C'est ainsi que les villages américains vont être créés. Leur construction et leur financement par des sociétés sont intégralement français.
Certaines municipalités y voient une opportunité pour leur cité alors que d'autres sont plus récalcitrantes. À Toul, le maire Pierre Schmidt est favorable à leur implantation et s'active pour trouver rapidement un terrain. Ces villages sont édifiés légèrement à l'écart des villes qui les accueillent. À Toul, il s'agit de Régina village et de la cité Saint-Michel de part et d'autre de la route de Verdun. La ville-haute n'existe pas encore. Les militaires sont stationnés sur la base de Rosières.
Jean-Marie Simon ne s'est pas cantonné à décrire les deux villages de Toul, mais également ceux de la région, que ce soit, entre autres, Toulaire à Liverdun, Bois-le-Duc à Vandoeuvre, les Clairs Chênes à Étain, Pershing et Lafayette à Chaumont, sans oublier la cité canadienne de Longuyon, pour n'en citer que quelques-uns.
Ces villages sont de taille variable, les plus petits ne comportant qu'une trentaine de maisons.
Les pavillons, indépendants ou mitoyens, sont de bonne qualité, équipés du confort américain, de plain-pied, sans sous-sol ni grenier. Il n'y a pas de garage non plus : la rue large y accueillant le stationnement des véhicules.
Perspective axonométrique d'un pavillon
(Source : archives du musée de Toul)
(Source : archives du musée de Toul)
Depuis, les parcelles ont été définies pour chaque résidence. Les villages ont conservé leur authenticité. Quelques aménagements paysagers portent sur les clôtures, des plantations et aménagements des jardinets remplaçant les espaces ouverts engazonnés des Américains. Garages et vérandas ont été ajoutés.
Les abords se sont urbanisés.
Localisation des deux villages américains de Toul,
de part et d'autre de l'avenue J.F. Kennedy
(Source IGN/Géoportail)
Régina-village et la cité Saint-Michel via Google street-view
de part et d'autre de l'avenue J.F. Kennedy
(Source IGN/Géoportail)
Régina-village et la cité Saint-Michel via Google street-view
NB : malgré leur bref passage d'une quinzaine d'années sur le territoire du N.E. de la France, la présence des "Ricains" reste ancrée dans la mémoire des anciens. C'est l'époque des cigarettes américaines, du chewing-gum et du formica ; des grosses voitures rutilantes, des bars américains et de la M.P. à côté des gendarmes français. C'est aussi l'époque où fleurissait sur les murs le slogan "US GO HOME" des sympathisants communistes et des pacifistes.

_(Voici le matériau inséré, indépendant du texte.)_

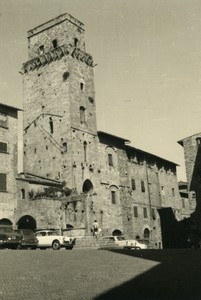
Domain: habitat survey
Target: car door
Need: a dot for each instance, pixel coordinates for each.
(43, 239)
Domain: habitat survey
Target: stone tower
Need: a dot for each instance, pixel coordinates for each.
(60, 133)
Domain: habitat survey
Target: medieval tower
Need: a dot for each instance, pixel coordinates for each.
(60, 137)
(120, 186)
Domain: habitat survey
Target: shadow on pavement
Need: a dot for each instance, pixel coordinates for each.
(178, 276)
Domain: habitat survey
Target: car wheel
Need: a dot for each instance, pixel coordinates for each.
(33, 248)
(56, 245)
(69, 248)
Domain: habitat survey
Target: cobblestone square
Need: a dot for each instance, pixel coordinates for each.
(100, 274)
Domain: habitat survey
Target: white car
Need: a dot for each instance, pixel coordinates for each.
(51, 239)
(127, 244)
(134, 244)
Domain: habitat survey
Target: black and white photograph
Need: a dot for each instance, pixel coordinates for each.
(100, 149)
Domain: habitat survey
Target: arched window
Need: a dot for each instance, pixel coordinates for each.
(65, 147)
(76, 42)
(146, 234)
(54, 43)
(85, 151)
(113, 194)
(22, 193)
(82, 114)
(51, 125)
(87, 186)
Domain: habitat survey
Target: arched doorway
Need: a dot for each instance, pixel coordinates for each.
(146, 234)
(117, 232)
(87, 186)
(27, 222)
(5, 222)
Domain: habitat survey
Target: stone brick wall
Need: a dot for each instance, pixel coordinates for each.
(64, 29)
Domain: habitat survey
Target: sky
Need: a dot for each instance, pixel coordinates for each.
(148, 72)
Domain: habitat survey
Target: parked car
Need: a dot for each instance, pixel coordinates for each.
(9, 238)
(123, 242)
(29, 240)
(51, 239)
(134, 244)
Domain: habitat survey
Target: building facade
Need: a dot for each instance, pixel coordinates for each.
(74, 174)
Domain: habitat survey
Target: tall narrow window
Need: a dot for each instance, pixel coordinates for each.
(198, 141)
(135, 211)
(82, 86)
(51, 125)
(65, 147)
(82, 114)
(23, 193)
(133, 184)
(85, 151)
(110, 159)
(76, 42)
(3, 147)
(142, 186)
(145, 212)
(153, 214)
(54, 43)
(113, 196)
(3, 182)
(3, 120)
(41, 49)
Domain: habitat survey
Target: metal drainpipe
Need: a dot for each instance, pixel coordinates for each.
(149, 197)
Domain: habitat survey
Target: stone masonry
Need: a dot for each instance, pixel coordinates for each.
(74, 174)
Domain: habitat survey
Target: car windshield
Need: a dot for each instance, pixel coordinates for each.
(52, 233)
(121, 238)
(6, 229)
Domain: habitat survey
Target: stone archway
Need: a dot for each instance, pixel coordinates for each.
(90, 213)
(117, 232)
(87, 186)
(146, 234)
(5, 222)
(27, 222)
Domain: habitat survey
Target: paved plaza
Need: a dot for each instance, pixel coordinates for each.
(100, 274)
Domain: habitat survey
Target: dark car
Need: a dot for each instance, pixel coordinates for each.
(9, 238)
(29, 240)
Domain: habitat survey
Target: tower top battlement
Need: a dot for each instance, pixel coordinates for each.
(53, 22)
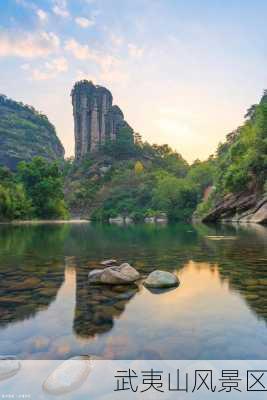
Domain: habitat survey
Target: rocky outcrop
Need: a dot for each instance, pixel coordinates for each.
(25, 133)
(161, 280)
(243, 208)
(95, 118)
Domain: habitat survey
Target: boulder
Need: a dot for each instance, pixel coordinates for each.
(161, 279)
(9, 366)
(119, 220)
(68, 376)
(108, 263)
(150, 220)
(122, 275)
(94, 275)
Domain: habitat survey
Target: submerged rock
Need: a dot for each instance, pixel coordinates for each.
(116, 275)
(9, 366)
(95, 275)
(68, 376)
(161, 279)
(108, 263)
(124, 274)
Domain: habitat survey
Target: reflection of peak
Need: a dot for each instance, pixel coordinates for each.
(97, 306)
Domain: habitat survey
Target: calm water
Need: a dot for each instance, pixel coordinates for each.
(48, 309)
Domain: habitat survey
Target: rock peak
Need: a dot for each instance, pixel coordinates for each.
(96, 119)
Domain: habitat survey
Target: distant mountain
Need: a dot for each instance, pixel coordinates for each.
(25, 133)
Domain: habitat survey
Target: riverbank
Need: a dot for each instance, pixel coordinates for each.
(45, 221)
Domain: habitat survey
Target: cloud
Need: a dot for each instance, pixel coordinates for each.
(50, 70)
(28, 45)
(60, 8)
(58, 65)
(84, 22)
(116, 40)
(42, 15)
(135, 51)
(79, 51)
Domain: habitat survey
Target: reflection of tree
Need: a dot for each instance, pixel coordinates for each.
(98, 305)
(31, 269)
(243, 263)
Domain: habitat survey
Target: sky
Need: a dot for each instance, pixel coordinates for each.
(184, 72)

Les Américains avaient leurs propres écoles et des échanges avec les établissements scolaires français soulignaient les grandes différences d'éducation, ne serait-ce que par la mixité, encore très rare dans les lycées français.
Des mariages mixtes ont eu lieu et, après 1967, des femmes françaises ont suivi leur époux en Allemagne et aux États-Unis.